PlayCanvas v2.17: half-precision Gaussian Splatting on WebGPU
PlayCanvas Engine v2.17.0 landed with a focused set of improvements that push Gaussian Splatting forward on WebGPU. The release adds half-precision spherical harmonics, a GPU-driven sorting and culling pipeline, and a global splat budget for managing scene-wide LOD.
SuperSplat walkthrough with PlayCanvas CEO Will Eastcott on editing and optimizing Gaussian Splats
f16 spherical harmonics
The big technical addition is half-precision (f16) spherical harmonics for Gaussian Splatting when running on WebGPU. Spherical harmonics encode view-dependent color information for each splat, and they're one of the heaviest data structures in a splatting pipeline. Switching from 32-bit to 16-bit floats cuts memory usage roughly in half with minimal visual difference.
This only works on WebGPU because WebGL doesn't natively support f16 buffers. It's another example of WebGPU enabling optimizations that weren't practical before.
GPU-driven sorting and frustum culling
v2.17.0 introduces a GPU-driven sorting and frustum culling pipeline for splats on WebGPU. Previously, splat sorting happened on the CPU, which became a bottleneck with scenes containing millions of Gaussians. Moving this to compute shaders means the GPU handles both sorting and culling without round-tripping data back to the CPU.
The frustum culling step discards splats outside the camera view before they're sorted, reducing the workload further.
Global splat budget
A new global splat budget system provides scene-wide Gaussian Splat LOD management. When your scene contains multiple splat objects, you can now set a total splat count for the entire scene. The engine automatically distributes the budget across objects based on distance and screen coverage.

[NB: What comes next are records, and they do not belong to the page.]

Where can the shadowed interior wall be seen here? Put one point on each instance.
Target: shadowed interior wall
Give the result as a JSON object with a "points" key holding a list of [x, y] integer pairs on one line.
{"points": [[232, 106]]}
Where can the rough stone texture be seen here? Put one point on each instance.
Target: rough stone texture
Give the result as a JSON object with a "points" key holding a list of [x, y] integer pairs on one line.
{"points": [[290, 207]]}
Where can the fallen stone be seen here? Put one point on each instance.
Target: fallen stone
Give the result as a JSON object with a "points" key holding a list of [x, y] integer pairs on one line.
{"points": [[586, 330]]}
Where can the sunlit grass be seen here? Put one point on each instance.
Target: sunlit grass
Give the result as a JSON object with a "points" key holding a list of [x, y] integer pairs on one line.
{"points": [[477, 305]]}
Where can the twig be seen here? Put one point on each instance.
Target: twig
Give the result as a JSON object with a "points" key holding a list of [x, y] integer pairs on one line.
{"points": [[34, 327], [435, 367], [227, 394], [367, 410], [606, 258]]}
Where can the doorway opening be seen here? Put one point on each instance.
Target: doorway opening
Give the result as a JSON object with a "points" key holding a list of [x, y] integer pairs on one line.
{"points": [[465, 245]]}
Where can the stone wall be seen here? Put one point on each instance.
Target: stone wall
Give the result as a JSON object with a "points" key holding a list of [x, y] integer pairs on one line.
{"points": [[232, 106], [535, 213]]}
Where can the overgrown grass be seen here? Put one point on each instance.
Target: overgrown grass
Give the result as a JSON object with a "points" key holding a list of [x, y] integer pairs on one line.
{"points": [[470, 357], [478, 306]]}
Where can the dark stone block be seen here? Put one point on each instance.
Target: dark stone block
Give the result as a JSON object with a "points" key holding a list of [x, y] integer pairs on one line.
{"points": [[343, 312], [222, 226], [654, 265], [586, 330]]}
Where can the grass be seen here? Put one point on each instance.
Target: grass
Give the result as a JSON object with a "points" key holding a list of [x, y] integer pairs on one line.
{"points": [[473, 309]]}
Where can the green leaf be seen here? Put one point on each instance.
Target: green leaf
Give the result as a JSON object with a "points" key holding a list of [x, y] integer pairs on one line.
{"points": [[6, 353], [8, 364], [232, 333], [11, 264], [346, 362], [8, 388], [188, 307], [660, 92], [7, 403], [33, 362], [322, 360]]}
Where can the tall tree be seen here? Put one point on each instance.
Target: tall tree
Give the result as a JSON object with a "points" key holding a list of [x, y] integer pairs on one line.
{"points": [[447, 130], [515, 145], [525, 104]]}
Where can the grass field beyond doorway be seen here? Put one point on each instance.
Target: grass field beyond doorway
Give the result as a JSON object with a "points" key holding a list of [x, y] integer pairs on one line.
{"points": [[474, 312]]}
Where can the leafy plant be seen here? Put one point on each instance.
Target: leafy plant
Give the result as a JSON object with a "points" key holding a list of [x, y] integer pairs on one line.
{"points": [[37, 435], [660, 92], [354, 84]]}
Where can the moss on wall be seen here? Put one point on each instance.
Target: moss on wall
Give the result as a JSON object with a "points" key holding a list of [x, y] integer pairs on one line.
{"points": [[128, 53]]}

This is practical for applications that compose multiple scanned environments or objects into a single scene, like virtual showrooms or architectural walkthroughs.

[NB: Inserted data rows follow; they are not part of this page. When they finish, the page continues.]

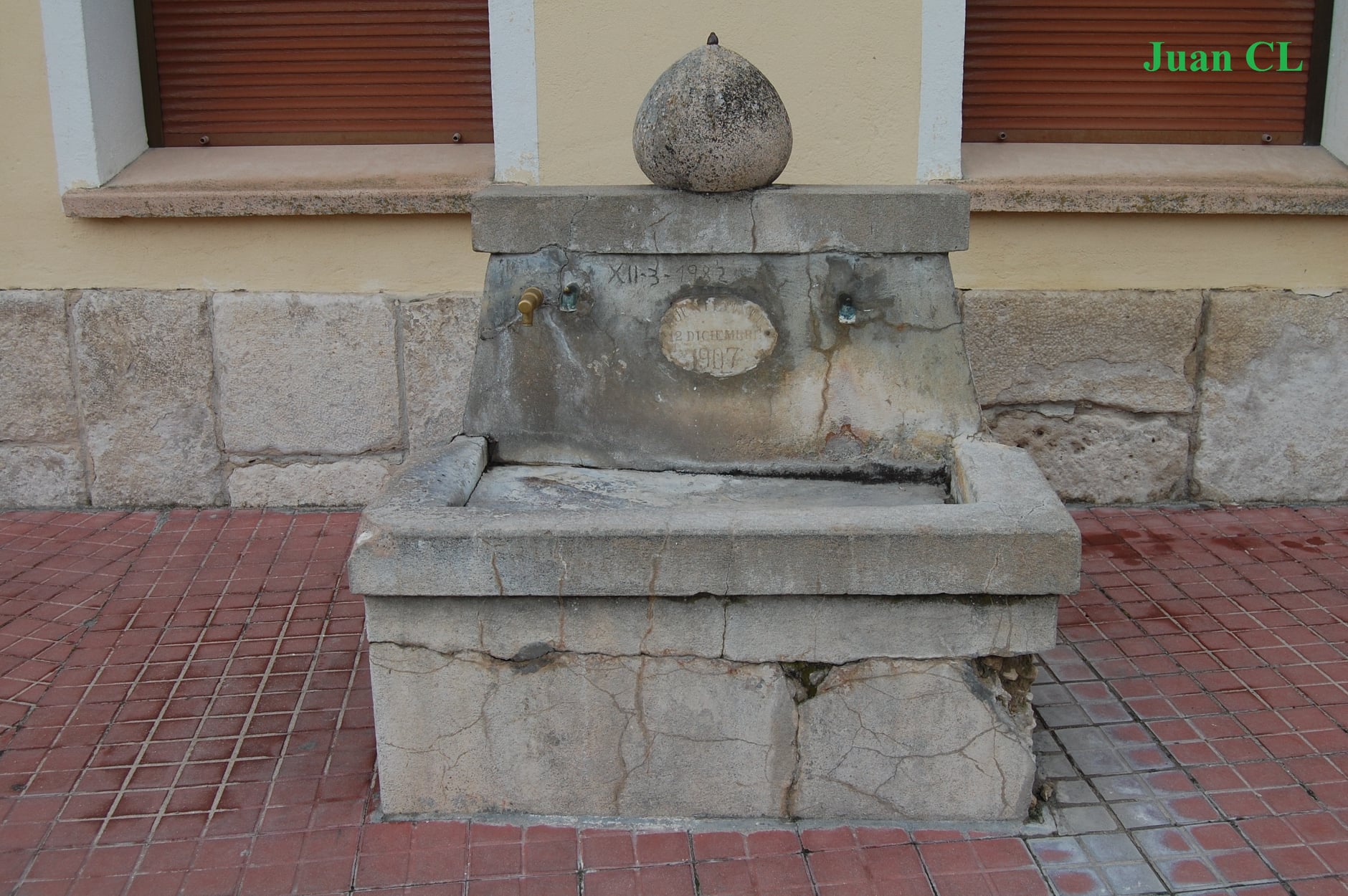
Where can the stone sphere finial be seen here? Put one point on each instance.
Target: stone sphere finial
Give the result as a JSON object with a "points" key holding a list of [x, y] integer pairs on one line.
{"points": [[712, 123]]}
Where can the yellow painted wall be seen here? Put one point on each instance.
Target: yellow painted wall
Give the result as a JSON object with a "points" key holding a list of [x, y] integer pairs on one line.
{"points": [[41, 248], [1022, 251], [853, 96], [848, 75]]}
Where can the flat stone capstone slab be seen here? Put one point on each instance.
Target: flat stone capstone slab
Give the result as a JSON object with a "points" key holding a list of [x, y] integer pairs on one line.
{"points": [[786, 220]]}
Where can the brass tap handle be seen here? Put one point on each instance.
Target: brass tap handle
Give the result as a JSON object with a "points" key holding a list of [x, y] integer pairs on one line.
{"points": [[528, 302]]}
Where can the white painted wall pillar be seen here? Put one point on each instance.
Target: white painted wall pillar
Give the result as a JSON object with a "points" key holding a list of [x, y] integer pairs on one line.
{"points": [[93, 81], [1335, 134], [514, 90], [941, 96]]}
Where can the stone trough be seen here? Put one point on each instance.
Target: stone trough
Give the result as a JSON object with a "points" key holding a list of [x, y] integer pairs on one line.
{"points": [[721, 538]]}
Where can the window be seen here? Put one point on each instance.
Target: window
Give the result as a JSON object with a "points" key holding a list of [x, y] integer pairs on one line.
{"points": [[1080, 70], [314, 72]]}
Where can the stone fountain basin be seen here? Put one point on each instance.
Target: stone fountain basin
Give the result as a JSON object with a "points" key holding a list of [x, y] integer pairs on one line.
{"points": [[452, 526]]}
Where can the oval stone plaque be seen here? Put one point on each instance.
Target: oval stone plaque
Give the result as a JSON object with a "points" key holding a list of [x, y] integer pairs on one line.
{"points": [[716, 335]]}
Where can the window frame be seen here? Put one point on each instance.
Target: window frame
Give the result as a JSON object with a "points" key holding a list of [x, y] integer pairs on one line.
{"points": [[941, 105], [98, 107]]}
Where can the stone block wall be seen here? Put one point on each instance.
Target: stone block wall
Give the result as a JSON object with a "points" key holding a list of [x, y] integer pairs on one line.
{"points": [[119, 398], [136, 398], [1127, 396]]}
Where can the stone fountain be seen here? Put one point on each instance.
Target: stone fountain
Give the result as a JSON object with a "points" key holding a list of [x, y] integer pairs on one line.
{"points": [[721, 538]]}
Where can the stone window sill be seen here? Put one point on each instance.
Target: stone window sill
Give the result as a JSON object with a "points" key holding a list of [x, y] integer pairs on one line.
{"points": [[266, 181], [1154, 179]]}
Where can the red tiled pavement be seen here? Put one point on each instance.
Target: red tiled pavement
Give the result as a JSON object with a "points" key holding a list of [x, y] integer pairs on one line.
{"points": [[185, 709]]}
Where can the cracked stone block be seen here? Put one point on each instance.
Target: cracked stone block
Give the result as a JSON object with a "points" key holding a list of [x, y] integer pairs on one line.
{"points": [[580, 735], [41, 476], [37, 391], [595, 389], [336, 484], [1271, 426], [143, 360], [306, 373], [842, 629], [614, 626], [440, 335], [1101, 456], [1124, 348], [911, 739]]}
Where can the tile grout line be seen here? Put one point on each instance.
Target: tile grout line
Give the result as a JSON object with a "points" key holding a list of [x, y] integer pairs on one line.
{"points": [[73, 790], [201, 723]]}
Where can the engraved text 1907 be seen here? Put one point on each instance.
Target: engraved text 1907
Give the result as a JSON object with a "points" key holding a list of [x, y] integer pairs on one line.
{"points": [[716, 335]]}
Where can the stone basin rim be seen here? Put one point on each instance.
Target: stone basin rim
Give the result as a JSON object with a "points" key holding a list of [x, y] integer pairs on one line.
{"points": [[1009, 534]]}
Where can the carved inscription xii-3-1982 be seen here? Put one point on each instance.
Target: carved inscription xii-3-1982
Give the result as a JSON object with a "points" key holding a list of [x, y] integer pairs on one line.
{"points": [[718, 335]]}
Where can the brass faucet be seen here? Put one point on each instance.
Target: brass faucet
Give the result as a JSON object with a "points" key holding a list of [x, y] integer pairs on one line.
{"points": [[528, 302]]}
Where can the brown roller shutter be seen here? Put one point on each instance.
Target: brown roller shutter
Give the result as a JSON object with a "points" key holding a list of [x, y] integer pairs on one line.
{"points": [[277, 72], [1072, 70]]}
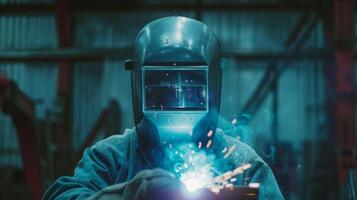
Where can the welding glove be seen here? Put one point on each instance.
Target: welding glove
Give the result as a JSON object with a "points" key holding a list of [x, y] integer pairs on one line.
{"points": [[154, 184]]}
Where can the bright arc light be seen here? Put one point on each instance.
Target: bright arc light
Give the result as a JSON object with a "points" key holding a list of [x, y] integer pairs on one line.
{"points": [[197, 179]]}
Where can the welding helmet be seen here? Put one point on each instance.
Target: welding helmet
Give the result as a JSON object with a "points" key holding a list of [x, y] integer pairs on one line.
{"points": [[176, 82]]}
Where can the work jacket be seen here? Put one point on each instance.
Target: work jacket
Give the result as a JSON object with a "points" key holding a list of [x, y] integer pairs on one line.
{"points": [[114, 161]]}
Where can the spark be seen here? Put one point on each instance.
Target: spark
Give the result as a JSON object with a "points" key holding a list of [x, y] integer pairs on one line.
{"points": [[230, 151], [210, 133], [254, 185], [224, 150]]}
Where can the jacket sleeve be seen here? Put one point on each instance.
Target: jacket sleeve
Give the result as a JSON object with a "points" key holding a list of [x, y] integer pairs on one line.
{"points": [[268, 187], [92, 174]]}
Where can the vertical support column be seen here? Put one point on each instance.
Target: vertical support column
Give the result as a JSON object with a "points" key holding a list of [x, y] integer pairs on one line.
{"points": [[344, 85], [340, 84], [64, 90]]}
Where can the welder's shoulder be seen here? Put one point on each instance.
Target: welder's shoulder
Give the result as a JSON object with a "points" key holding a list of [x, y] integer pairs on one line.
{"points": [[241, 152], [117, 144]]}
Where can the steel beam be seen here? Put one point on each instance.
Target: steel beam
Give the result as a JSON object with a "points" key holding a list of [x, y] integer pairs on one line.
{"points": [[120, 6], [64, 90], [96, 54], [21, 110], [344, 86], [277, 67]]}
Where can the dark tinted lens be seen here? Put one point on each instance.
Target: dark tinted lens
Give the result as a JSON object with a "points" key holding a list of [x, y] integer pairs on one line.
{"points": [[175, 89]]}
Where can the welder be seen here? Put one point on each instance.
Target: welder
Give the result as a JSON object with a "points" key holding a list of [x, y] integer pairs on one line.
{"points": [[176, 87]]}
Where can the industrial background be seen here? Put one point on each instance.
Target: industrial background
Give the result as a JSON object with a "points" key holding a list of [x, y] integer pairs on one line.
{"points": [[288, 82]]}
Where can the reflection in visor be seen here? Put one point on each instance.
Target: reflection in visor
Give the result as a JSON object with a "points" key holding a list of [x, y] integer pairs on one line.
{"points": [[172, 90]]}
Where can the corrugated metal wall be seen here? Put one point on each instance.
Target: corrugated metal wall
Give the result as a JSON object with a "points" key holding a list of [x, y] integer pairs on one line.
{"points": [[96, 83], [38, 80]]}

Self-hosting Gaussian Splatting models with the PlayCanvas viewer
Color Enhance and rendering updates
The release adds a new Color Enhance post-effect with midtones control, plus half-precision bloom shaders for better performance. Material.meshInstances changed from an Array to a Set, which speeds up instance removal operations. Front face support was also added to the render pipeline.

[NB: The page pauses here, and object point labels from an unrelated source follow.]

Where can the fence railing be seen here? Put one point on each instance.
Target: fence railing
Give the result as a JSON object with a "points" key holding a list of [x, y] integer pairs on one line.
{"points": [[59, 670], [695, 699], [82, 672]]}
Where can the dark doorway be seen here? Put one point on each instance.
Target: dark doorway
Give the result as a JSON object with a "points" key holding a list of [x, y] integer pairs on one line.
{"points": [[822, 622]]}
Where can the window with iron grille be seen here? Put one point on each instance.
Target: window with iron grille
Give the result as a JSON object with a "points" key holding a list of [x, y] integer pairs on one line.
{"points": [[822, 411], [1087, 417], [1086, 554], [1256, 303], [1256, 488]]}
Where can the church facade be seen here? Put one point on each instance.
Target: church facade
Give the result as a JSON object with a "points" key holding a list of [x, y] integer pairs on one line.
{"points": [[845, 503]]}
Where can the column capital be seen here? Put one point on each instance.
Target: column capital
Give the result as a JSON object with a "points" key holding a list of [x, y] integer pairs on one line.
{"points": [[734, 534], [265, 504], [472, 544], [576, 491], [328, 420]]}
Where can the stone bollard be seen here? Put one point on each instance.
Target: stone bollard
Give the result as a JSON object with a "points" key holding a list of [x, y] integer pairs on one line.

v2.16.0 laid the groundwork
The prior release (v2.16.0, February 3) added 2D Gaussian Splatting (2DGS) support and WGSL subgroup support. 2DGS uses flat discs instead of 3D ellipsoids, which can produce sharper surface reconstructions for planar geometry like walls and floors. The WGSL subgroup support enables wave-level operations in compute shaders, allowing faster parallel reductions on supported GPUs.
Together, v2.16 and v2.17 represent a significant push toward making PlayCanvas the go-to engine for web-based Gaussian Splatting.